HFCS and sucrose have historically been considered to have nearly identical effects on the body. Numerous studies have linked the consumption of high levels of fructose alone with health risks – including high blood pressure, kidney disease and diabetes – but little fructose is consumed in this way.
It is most commonly consumed in conjunction with glucose as sucrose or HFCS. According to USDA figures, Americans consumed about 34.8lbs of HFCS per capita in 2010, with the type used in soft drinks composed of about 55% fructose, 42% glucose and 3% oligosaccharides, compared to about 47lbs of sucrose, made up of 50% fructose and 50% glucose.
The Corn Refiners Association (CRA), which represents the interests of the HFCS industry, has long defended the sweetener on the basis that “your body can’t tell the difference”, and uses this slogan to compare HFCS with sucrose in advertising campaigns.
This latest study, from researchers at the University of Colorado School of Medicine and the University of Florida, looked at how much fructose was absorbed into the bloodstream within the first few hours after consuming a soft drink sweetened with either HFCS or sucrose.
They found that there was a difference between the two, albeit slight.
Co-author in the study and chief of the Division of Renal Diseases and Hypertension at the University of Colorado, Dr. Richard Johnson, said: “Although both sweeteners are often considered the same in terms of their biological effects, this study demonstrates that there are subtle differences. Soft drinks containing HFCS result in slightly higher blood levels of fructose than sucrose-sweetened drinks."
Rippe told FoodNavigator-USA: “It’s not surprising that if one product contains slightly more fructose, that the levels [in the blood] at the end of the study are higher.”
Different fructose levels
The researchers looked at blood fructose levels in 40 study participants who consumed 24-oz. drinks sweetened with either HFCS or sucrose.
They found higher levels of fructose in the bloodstream of those who drank the HFCS-sweetened beverages, and said that this was likely due to the slightly higher amount of fructose in HFCS.
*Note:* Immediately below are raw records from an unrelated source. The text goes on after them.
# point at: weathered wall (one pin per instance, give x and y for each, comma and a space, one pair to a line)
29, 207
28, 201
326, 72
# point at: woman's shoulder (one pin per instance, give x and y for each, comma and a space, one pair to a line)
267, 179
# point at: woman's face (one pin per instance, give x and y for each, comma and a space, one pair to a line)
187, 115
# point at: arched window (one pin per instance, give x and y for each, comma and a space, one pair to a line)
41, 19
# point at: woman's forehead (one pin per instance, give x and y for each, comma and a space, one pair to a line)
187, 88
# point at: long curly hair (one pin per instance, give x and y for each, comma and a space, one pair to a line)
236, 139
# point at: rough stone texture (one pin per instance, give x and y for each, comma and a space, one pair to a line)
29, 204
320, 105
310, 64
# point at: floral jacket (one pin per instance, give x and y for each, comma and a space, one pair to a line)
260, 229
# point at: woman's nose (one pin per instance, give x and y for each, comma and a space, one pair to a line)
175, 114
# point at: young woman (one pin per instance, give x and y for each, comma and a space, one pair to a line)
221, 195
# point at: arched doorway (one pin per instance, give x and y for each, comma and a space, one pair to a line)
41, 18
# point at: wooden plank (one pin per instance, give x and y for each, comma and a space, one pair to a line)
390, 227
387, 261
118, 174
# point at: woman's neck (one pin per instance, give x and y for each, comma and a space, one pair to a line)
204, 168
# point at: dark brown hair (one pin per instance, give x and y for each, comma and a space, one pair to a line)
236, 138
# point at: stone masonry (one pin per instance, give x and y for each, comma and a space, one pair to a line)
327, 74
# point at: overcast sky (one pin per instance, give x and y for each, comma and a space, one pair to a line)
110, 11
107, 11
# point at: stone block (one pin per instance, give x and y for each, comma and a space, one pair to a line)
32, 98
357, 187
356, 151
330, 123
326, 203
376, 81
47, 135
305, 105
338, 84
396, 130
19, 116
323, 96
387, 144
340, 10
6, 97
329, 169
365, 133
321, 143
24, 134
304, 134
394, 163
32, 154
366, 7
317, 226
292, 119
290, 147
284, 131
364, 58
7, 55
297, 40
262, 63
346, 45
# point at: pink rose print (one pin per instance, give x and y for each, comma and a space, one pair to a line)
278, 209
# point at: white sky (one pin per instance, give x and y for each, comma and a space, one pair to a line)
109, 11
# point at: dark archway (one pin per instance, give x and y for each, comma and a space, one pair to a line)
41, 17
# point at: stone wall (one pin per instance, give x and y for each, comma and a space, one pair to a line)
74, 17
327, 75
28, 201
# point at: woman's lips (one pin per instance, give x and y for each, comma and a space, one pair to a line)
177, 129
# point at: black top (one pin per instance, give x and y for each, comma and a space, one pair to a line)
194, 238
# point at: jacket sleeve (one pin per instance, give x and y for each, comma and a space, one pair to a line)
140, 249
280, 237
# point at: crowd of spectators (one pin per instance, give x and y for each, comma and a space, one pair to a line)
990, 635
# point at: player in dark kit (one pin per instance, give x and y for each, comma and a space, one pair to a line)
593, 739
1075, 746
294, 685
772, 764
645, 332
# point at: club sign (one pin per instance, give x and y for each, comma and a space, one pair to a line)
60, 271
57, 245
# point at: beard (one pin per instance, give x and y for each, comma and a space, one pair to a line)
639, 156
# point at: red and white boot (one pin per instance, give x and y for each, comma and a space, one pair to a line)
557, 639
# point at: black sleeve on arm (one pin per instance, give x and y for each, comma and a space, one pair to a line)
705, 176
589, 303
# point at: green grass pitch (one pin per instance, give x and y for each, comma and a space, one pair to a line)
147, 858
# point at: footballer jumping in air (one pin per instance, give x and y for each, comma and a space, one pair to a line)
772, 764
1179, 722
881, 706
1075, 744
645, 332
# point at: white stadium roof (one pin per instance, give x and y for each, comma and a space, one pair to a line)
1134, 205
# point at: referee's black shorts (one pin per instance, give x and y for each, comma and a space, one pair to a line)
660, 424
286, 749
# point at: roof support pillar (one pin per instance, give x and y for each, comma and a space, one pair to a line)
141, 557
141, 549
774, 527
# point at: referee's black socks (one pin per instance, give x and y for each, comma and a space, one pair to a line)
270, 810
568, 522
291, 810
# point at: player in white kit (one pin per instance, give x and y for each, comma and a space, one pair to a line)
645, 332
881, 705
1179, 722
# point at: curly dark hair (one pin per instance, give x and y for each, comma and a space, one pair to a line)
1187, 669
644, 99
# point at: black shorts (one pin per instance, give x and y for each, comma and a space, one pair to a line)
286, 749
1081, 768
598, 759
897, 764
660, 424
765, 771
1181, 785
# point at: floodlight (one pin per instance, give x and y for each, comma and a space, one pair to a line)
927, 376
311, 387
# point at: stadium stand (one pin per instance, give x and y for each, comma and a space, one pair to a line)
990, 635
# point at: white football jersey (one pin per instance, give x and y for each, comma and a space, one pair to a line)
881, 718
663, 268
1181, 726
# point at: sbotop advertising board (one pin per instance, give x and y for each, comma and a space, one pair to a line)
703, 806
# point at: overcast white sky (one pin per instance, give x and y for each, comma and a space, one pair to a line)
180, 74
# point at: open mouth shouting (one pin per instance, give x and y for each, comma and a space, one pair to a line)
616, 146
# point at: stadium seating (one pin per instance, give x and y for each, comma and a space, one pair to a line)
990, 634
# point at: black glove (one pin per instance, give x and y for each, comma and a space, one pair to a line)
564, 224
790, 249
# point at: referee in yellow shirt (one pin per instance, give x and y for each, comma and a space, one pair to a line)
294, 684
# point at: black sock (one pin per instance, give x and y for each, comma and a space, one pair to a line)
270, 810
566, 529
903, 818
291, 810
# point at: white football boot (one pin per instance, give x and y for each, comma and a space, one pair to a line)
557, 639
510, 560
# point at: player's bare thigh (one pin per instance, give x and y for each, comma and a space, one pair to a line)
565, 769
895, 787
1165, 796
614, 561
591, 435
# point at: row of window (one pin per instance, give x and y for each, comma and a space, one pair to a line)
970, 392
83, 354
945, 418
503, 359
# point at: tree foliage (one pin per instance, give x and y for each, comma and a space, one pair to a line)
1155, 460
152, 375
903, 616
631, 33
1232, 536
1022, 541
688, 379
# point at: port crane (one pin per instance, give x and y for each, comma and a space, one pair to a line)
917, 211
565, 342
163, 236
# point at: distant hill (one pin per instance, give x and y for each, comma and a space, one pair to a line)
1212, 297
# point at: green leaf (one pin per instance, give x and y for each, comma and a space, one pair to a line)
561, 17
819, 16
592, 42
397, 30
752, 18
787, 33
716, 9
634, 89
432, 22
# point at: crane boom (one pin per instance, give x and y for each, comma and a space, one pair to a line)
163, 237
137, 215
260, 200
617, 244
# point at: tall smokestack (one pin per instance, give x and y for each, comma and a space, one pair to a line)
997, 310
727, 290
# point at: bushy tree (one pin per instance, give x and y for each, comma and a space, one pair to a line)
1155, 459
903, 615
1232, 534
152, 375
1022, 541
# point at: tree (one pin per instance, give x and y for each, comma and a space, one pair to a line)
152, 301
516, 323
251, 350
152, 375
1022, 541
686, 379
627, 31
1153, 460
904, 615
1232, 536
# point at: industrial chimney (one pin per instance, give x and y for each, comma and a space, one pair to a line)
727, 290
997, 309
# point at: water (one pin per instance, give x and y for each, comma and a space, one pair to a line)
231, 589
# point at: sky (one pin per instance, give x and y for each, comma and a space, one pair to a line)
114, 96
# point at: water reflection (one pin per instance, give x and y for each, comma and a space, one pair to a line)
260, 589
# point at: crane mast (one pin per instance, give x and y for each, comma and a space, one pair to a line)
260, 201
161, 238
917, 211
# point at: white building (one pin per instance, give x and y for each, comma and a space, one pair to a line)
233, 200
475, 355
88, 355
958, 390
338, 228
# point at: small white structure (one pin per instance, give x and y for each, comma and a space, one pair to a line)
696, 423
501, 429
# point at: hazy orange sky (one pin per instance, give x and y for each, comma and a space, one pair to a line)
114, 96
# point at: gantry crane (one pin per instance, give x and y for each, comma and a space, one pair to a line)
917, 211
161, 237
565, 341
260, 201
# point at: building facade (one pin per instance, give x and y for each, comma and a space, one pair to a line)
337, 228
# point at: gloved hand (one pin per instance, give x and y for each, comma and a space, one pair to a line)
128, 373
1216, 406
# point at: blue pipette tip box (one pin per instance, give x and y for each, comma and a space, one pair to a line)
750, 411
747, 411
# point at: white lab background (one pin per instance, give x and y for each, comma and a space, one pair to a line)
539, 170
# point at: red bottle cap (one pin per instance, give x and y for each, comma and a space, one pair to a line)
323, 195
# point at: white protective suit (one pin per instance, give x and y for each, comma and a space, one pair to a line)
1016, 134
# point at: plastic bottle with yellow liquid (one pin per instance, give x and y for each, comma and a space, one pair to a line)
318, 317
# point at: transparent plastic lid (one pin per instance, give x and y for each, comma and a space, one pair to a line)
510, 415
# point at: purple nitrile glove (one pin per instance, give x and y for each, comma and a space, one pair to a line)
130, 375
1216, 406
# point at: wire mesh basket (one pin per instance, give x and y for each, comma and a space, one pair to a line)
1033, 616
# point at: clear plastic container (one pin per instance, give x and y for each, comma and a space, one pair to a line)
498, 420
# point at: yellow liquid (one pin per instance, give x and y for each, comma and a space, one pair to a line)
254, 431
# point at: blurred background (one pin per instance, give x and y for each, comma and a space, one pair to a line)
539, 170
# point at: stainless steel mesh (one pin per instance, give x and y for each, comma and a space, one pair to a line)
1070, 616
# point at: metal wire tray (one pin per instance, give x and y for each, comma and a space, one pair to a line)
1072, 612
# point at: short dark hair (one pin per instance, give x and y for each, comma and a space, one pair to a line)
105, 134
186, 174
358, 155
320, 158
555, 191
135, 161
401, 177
They also found higher levels of uric acid and higher systolic blood pressure soon after study participants had consumed the HFCS-containing drinks than with the sucrose-sweetened drinks. Previous research has suggested that fructose raises uric acid, and linked it to higher blood pressure.
The study authors hypothesized that these differences could be due to the makeup of the different sugars, as HFCS provides an immediate source of free fructose and glucose, whereas sucrose must first be broken down by sucrase, making it potentially less efficiently absorbed. However, they also acknowledged limitations to the study, including that much of the sucrose had already been broken down into fructose and glucose in the beverage prior to consumption.
“Results of this study cannot be used to form conclusions about the similarities or differences between HFCS and sucrose,” Rippe said in a CRA statement.
“Although the treatment effects on acute metabolic responses were small, the effects may increase with continued chronic exposure to these sweeteners,” the study’s authors wrote.
Johnson added, “The next step is for new studies to address whether the long-term effects of these two sweeteners are different.”
President of the CRA Audrae Erickson criticized the study for not using real-life diets as a model, and pointed to studies cited on the association’s website suggesting that sucrose and HFCS are nutritionally and metabolically equivalent.
She also noted that co-author Dr. Richard Johnson had declared a conflict of interest, saying he has a patent application for inhibiting fructose as a potential way of treating sugar cravings.
“Effects of high-fructose corn syrup and sucrose on the pharmacokinetics of fructose and acute metabolic and hemodynamic responses in healthy subjects”
Authors: MyPhuong T. Le, Reginald F. Frye, Christopher J. Rivard, Jing Cheng, Kim K. McFann, Mark S. Segal, Richard J. Johnson, Julie A. Johnson.